The call center is constantly responsible for balancing cost with service. Catering to customer demand is no longer enough; the call center today must be able to drive loyalty, identify upsell and cross-sell opportunities and deliver on multichannel performance expectations. To meet these lofty goals, a robust workforce management solution should be in place.
Monet Software recently explored this concept in a blog focused on the cost of staffing for the call center. For the company seeking a justification for the investment in workforce management, they need only to look at the expenses related to staffing – as much as 70 percent, according to Monet. If you don’t have the right number of people in the right seats at the right time every hour of the day, this number could easily rise higher.
Consider the day when your spreadsheet approach to scheduling missed an overlap of two employee groups. You have one hour with too many people on the floor, not enough ringing phones and suddenly your shrinkage just increased exponentially. You’ve already overspent for staff you didn’t need and morale suffered as every agent realized the mistake too late. The opposite can have even more dire effects when the overlap means you have too few people on the phones and service quality suffers.
In such scenarios, there are two key questions you should ask: can you really afford to use spreadsheets for your forecasting and scheduling? And, can you realize measureable improvements with your workforce management software that will result in savings that exceed the overall cost of the solution?
To accurately evaluate the situation in your environment, there are really three things you should consider:
Increased efficiency – there are promised savings associated with more efficient scheduling practices, such as a reduction in the overall staff hours and the need for overtime. You can also more readily identify overstaffing issues.
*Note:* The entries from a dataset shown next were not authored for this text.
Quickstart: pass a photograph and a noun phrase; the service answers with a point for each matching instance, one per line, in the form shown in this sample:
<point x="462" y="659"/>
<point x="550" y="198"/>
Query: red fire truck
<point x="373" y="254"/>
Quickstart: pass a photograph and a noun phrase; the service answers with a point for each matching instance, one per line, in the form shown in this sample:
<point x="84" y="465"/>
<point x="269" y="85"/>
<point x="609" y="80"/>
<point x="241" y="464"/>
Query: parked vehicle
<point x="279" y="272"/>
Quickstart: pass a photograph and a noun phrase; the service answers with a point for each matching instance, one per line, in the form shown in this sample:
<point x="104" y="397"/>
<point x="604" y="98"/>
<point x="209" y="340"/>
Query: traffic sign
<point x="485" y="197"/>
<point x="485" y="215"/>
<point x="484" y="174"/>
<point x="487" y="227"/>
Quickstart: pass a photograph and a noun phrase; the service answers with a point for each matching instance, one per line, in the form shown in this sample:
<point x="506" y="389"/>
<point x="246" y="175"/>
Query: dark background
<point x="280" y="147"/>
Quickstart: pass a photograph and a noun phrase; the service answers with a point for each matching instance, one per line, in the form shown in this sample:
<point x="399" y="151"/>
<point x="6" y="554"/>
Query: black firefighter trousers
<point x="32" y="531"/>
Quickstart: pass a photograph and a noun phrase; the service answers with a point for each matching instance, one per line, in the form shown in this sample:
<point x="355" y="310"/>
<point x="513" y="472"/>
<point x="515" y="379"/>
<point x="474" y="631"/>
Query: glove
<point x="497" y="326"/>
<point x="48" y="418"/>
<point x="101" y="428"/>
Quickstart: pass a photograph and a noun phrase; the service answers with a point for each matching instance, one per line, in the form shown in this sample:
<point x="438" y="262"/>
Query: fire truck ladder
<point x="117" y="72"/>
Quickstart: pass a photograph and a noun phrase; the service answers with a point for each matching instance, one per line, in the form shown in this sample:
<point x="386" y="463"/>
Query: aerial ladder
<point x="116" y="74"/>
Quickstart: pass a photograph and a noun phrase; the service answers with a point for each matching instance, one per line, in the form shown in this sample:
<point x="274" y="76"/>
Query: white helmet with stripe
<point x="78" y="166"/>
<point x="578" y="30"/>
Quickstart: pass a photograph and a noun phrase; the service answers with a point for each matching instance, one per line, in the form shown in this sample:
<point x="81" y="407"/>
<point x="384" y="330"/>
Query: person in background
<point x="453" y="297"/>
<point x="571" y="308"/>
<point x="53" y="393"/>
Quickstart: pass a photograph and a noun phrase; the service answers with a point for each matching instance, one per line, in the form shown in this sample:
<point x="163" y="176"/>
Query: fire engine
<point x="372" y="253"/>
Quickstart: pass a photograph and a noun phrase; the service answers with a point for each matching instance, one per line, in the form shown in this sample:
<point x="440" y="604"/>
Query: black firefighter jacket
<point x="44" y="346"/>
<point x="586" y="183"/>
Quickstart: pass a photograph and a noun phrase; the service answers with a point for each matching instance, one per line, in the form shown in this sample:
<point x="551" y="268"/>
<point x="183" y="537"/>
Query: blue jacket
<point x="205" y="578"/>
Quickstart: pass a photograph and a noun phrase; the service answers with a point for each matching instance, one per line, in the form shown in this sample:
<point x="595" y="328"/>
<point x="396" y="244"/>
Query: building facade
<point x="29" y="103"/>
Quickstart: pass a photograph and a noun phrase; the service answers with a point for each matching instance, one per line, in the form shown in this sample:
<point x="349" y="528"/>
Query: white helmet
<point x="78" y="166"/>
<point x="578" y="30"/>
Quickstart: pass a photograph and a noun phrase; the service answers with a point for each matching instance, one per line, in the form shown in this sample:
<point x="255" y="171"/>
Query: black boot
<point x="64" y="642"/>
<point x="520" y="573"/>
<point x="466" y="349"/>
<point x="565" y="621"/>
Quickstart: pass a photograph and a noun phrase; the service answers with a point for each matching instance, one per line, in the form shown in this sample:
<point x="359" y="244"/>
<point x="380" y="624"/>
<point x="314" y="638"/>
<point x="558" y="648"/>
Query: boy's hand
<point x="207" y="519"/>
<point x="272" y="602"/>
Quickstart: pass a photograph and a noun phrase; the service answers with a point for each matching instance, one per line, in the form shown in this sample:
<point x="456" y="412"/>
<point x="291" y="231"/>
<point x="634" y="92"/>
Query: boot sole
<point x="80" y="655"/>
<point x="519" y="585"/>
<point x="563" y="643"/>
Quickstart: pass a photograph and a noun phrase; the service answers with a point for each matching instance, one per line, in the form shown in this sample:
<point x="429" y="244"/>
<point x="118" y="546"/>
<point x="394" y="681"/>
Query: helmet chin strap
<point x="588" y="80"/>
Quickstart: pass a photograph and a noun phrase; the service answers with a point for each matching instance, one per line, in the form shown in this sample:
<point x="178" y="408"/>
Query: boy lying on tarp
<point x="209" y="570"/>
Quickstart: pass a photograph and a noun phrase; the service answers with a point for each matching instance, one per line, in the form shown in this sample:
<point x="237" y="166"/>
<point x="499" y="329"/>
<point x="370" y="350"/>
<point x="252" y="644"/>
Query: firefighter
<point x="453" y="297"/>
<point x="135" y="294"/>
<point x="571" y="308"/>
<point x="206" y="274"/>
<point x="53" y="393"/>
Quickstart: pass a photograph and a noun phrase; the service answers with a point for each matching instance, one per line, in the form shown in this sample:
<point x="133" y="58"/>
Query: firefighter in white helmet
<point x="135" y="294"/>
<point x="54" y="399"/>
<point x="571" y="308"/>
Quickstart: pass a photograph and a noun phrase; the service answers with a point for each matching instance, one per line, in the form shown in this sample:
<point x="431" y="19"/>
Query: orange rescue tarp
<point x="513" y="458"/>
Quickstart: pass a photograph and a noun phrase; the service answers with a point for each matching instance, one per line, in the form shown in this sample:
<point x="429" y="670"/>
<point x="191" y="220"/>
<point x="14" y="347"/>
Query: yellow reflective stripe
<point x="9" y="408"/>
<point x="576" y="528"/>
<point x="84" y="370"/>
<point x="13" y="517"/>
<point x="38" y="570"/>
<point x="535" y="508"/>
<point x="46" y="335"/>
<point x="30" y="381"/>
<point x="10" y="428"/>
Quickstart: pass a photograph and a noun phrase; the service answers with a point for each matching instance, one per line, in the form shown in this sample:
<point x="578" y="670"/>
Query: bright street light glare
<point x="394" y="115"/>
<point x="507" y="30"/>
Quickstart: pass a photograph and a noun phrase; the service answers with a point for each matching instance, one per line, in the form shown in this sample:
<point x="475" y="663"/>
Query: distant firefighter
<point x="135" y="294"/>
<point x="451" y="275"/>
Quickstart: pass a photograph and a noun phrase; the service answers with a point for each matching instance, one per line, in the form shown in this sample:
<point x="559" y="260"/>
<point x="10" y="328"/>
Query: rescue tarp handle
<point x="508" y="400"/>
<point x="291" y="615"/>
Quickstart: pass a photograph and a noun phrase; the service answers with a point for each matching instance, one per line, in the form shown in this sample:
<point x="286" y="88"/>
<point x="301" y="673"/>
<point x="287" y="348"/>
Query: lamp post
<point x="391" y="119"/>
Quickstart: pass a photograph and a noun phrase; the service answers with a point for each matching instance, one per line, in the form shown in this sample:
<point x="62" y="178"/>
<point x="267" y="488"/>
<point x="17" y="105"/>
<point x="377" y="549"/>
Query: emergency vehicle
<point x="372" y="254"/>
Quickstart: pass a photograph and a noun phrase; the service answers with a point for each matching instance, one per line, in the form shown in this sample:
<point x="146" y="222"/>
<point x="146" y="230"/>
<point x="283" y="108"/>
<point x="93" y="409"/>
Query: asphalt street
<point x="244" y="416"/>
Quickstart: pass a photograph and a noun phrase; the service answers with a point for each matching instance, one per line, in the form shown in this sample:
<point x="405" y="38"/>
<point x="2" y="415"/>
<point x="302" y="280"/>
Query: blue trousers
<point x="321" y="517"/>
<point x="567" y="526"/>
Monet Software research has determined that call centers using workforce management generally reduce staff hours by 2 percent, which translates into savings of an average of 5 – 10 percent.
Scheduling automation – using a spreadsheet to forecast and schedule for your call center may have worked when you had just a few agents on the phone. Now that you’ve grown, you need to streamline your activities and introduce more accuracy into your processes. It is generally expected that workforce management will save you 25 percent of manual input time. This saved time can then be used for coaching, training and other activities.
Improvements in schedule adherence – you know the value of your scheduling is only as good as your agents’ ability to stick to it. You don’t want to pay people for unproductive time. A workforce management solution can provide access to historical and real-time information on schedule adherence and exceptions to improve management and better control your staff. This can easily reduce your workforce shrinkage by as much as 20 minutes per agent per day.
Once you’ve done your homework, take a look at robust workforce management solutions and measure the potential value for your environment. The results are sure to surprise you as you’re on your way to a more efficient operation.